According to the National Sleep Foundation or the NSF, a recent showed that 78% of women report more disturbed sleep during pregnancy than at any other time in their lives. There are many reasons for this, including discomfort, insomnia, anxiety, or fear about what lies ahead. Several sleep disorders, also according to the NSF, can also be made worse. A study of 600 pregnant women revealed that 26% of them reported restless leg syndrome, while between 30%-50% experienced GERD.
Fortunately, while there isn’t anything to relieve your distress completely (except for going into labor) there are a number of things you can do to increase your comfort in the months ahead.
Adjust positions & add pillows
In general, people who are unable to sleep will often “toss and turn” at night time. When you’re pregnant, your increased weight and size make sleeping super uncomfortable, even somewhat painful, and tossing and turning could be tricky for mother and baby. Sleeping on your left side will increase blood and nutrients to your womb, which is better for baby, and is preferable to sleeping on the right side. However, avoid laying on your back in the 3rd trimester, because the weight of the baby can apply pressure and strain to your vena cava, and you may be at risk for reduced blood flow to your own heart.
Some women also find it helpful to put a body pillow in front of or behind them, or a large pillow in between their legs while they lay on their side. This action alleviates sciatic nerve distress, and is easier on your back.
Try creative locations
A second thing you can do to increase your physical comfort at bedtime is to be creative about where you’re sleeping. It doesn’t have to be your bedroom. You can try another bed that’s softer or firmer, a couch, or even a mattress on the floor. Anything goes, and it’s whatever makes you feel the most comfortable. You may even need to change locations several times during your pregnancy. When I was in my third trimester with my youngest, I found a great deal of comfort, as have some of my friends, from lying in a recliner that was slightly back with my feet slightly up, It was the only way I could sleep the last month and a half.

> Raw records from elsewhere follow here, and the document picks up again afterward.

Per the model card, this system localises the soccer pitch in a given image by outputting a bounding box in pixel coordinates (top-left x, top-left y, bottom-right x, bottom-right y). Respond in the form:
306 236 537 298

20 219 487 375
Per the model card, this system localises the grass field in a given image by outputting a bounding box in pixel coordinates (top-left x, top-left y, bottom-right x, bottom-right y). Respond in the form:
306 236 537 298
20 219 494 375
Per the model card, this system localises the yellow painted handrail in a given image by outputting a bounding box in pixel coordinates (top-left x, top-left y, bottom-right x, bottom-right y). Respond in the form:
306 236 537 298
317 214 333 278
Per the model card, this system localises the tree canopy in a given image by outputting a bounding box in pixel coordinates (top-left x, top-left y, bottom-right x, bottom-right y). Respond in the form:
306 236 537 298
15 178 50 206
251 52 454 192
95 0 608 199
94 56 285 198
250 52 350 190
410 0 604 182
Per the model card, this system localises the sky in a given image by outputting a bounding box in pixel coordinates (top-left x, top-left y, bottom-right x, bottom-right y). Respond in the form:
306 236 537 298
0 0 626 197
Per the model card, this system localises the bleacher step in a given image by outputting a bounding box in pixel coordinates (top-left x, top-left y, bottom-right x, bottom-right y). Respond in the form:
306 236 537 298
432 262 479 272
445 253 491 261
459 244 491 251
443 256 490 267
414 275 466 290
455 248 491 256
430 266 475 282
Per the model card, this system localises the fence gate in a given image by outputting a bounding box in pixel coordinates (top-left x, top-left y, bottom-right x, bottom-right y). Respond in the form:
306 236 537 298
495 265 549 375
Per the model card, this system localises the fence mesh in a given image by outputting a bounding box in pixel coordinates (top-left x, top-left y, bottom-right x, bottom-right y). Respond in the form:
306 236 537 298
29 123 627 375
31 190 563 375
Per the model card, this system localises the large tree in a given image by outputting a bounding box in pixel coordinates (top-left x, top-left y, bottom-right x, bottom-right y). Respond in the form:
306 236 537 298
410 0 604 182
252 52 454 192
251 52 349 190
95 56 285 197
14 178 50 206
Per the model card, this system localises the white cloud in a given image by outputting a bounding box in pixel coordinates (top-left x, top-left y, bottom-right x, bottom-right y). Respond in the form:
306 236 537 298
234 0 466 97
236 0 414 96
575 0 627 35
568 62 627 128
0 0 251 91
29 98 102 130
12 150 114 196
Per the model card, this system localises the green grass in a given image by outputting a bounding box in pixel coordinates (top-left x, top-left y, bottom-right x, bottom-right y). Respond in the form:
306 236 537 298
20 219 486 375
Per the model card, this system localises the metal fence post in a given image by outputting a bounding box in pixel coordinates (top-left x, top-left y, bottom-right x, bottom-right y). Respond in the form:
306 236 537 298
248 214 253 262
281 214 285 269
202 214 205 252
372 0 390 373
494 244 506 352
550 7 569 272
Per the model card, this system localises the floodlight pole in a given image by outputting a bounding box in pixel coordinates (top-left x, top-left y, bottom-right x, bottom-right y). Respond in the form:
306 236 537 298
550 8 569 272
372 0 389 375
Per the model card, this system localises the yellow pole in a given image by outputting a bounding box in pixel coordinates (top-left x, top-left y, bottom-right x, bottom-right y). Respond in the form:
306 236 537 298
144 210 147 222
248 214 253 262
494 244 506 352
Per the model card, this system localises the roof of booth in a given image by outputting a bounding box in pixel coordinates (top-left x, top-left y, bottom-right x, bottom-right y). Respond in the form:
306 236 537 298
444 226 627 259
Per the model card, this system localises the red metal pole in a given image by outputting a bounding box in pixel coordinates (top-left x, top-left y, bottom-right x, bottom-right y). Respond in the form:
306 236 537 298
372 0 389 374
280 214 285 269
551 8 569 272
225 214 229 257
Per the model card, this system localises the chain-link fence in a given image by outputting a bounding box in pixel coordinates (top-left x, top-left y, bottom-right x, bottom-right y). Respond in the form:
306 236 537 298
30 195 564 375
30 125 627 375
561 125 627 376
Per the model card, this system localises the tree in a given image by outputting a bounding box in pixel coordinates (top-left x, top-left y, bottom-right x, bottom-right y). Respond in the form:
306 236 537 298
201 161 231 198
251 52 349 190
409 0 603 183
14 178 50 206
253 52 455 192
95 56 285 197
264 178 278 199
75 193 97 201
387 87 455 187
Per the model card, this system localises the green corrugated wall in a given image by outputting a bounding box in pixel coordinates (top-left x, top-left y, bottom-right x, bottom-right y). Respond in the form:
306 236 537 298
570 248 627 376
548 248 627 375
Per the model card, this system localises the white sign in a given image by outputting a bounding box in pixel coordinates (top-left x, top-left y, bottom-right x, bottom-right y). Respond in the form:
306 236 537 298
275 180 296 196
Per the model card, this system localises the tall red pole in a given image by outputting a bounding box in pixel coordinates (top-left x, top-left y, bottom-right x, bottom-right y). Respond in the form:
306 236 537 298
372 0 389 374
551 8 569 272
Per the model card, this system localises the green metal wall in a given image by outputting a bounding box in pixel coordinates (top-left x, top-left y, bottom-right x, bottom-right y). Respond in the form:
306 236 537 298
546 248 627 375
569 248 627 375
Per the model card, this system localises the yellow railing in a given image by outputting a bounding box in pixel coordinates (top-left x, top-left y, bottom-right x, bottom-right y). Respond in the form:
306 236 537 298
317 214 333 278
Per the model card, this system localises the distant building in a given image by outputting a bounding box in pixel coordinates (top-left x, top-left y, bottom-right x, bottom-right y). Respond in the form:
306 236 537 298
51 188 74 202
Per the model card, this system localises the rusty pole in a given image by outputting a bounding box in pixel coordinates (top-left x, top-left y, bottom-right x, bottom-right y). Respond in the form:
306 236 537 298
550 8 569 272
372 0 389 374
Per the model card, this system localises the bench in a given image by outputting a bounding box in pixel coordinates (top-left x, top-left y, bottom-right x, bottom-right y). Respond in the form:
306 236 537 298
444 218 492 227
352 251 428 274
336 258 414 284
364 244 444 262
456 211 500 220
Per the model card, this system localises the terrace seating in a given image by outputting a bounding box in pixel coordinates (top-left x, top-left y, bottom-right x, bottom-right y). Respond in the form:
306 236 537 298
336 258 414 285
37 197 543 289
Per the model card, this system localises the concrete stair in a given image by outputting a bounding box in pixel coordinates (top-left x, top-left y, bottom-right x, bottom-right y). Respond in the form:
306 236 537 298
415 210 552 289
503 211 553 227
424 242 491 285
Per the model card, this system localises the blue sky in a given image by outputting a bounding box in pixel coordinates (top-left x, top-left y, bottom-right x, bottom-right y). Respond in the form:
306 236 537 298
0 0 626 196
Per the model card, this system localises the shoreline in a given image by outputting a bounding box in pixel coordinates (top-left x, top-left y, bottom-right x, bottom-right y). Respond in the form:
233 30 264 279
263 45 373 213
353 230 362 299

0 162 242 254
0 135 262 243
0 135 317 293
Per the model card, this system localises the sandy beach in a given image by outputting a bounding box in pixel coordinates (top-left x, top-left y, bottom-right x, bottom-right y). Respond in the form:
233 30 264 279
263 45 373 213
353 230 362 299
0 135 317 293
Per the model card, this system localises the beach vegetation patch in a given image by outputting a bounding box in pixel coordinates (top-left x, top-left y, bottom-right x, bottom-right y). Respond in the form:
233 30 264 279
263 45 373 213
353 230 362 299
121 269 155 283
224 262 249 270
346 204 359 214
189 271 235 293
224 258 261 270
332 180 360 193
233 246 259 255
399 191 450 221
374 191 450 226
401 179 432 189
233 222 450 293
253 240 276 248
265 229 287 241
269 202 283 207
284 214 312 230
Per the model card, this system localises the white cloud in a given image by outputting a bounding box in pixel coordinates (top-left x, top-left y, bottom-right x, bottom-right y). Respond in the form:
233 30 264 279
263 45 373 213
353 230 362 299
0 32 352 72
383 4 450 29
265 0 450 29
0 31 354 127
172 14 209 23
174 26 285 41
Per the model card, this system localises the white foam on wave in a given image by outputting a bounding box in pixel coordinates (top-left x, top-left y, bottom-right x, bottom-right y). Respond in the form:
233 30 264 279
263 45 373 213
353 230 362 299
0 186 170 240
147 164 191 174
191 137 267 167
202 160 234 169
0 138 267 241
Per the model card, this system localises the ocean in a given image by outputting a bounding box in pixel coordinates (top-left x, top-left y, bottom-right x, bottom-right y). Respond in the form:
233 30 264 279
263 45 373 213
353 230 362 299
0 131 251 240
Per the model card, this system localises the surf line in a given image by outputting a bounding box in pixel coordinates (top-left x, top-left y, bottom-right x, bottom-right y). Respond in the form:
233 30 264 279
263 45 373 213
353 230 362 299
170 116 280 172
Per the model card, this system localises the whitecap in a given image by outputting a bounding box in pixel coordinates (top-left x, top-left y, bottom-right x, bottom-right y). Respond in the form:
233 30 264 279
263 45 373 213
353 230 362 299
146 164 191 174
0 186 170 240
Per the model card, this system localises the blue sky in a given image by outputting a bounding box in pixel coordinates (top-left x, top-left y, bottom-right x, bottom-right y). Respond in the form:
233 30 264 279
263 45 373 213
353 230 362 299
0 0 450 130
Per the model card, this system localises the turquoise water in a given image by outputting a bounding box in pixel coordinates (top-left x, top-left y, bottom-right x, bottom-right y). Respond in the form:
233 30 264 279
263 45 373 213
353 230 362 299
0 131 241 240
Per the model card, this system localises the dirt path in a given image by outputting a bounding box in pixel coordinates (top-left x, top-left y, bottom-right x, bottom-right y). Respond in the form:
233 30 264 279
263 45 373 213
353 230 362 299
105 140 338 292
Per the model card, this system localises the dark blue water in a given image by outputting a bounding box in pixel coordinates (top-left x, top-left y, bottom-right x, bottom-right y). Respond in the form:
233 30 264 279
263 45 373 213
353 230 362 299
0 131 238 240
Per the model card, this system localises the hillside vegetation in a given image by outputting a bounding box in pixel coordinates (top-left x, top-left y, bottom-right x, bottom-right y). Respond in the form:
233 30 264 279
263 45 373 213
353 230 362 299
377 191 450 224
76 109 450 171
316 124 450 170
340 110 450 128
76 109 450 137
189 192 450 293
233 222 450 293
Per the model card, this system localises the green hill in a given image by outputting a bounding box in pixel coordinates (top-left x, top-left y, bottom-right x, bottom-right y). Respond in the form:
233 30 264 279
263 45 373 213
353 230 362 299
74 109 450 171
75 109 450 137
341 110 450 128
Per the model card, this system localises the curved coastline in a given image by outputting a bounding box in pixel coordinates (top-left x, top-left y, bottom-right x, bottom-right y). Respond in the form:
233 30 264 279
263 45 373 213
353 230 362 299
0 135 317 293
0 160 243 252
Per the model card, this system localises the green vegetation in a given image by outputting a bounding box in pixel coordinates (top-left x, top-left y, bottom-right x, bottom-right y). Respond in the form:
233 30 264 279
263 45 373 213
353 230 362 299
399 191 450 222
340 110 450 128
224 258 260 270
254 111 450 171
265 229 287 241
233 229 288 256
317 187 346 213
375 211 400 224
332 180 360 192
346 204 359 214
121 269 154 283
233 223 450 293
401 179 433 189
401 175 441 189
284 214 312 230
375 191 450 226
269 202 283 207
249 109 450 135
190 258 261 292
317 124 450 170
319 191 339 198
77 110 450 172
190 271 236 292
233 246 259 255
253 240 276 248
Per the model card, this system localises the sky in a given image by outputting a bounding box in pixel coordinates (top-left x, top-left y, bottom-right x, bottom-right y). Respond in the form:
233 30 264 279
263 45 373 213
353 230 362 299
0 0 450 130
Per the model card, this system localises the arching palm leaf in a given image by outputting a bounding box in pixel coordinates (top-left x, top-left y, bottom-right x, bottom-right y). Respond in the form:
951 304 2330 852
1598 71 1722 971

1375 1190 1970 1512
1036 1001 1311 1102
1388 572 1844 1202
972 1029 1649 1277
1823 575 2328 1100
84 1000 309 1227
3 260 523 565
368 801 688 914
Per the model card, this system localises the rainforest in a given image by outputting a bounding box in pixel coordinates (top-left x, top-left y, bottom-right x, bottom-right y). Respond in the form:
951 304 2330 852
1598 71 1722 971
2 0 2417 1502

Avoid eating or drinking before bed
After the age of 25 we really should stop eating meals late at night, because heartburn is a real problem. It’s even worse, as you probably already know, for pregnant women. Eliminate drinking and eating all together before 8pm, and definitely 2 hours before bed time. You can also eat six smaller meals per day instead of three large ones, as it may cut down on that over full feeling, as well as heartburn and GERD issues. Finally, keep a food journal, because there may be something specific, like red based sauces, that are causing you more acid reflux than other things. Generally anything acidic will not be welcomed by your stomach, and you can also try basic water (Evamor is a great brand), to balance out your body’s PH levels. Always consult with your doctor or physician before changing your diet, however.
Limit Caffeine, Increase Tryptophan
Limiting caffeine is probably a no brainer, because you’re probably trying to do that already during your pregnancy, but if you’re allowing yourself one cup a day it definitely shouldn’t be anywhere near night time. You can also try eating foods rich with tryptophan before bed to help you get to sleep more soundly.
Maternity bands to ease the pain
If you haven’t gotten a maternity band yet, you should! They’re amazing for reducing the stress on your body throughout the day, and keeping pain down, (not to mention keeping your pants up!) You shouldn’t wear them at night, but if you wear them during the day, you’ll feel better and likely have less muscle strain as you’re trying to get into bed and get comfortable.
A sleep routine is important no matter what, but especially when sleep is vital, like during pregnancy. It’s important to establish a routine and stick to it as closely as possible. Similar types of pajamas, a relaxing hot shower or bath at the same time, are all things that trigger your body that it’s time for bed. Limiting activities in bed to just calming activities (not paying bills or reading stressful books), and limiting your exposure to electronics, as the light can wake up your brain are necessary. You should also keep a night light in the bathroom, as turning on the overhead light can wake you up on all of your trips to the bathroom overnight.
Yoga & meditation
Your body needs to be in the right state for peaceful sleep, and yoga and meditation can both help with this a lot. You can try either of these activities (or praying, if you’re religious) before bed. If you’re unfamiliar with how to do either, just start by closing your eyes, and picturing what makes you feel peaceful. It may be your beautiful baby’s face or smell, or a sunny beach. Then, one at a time, tense and relax each of your muscles, starting with your toes, legs, thighs, arms, fingers, going all the way up your body. You should be falling asleep by the time you get to your head!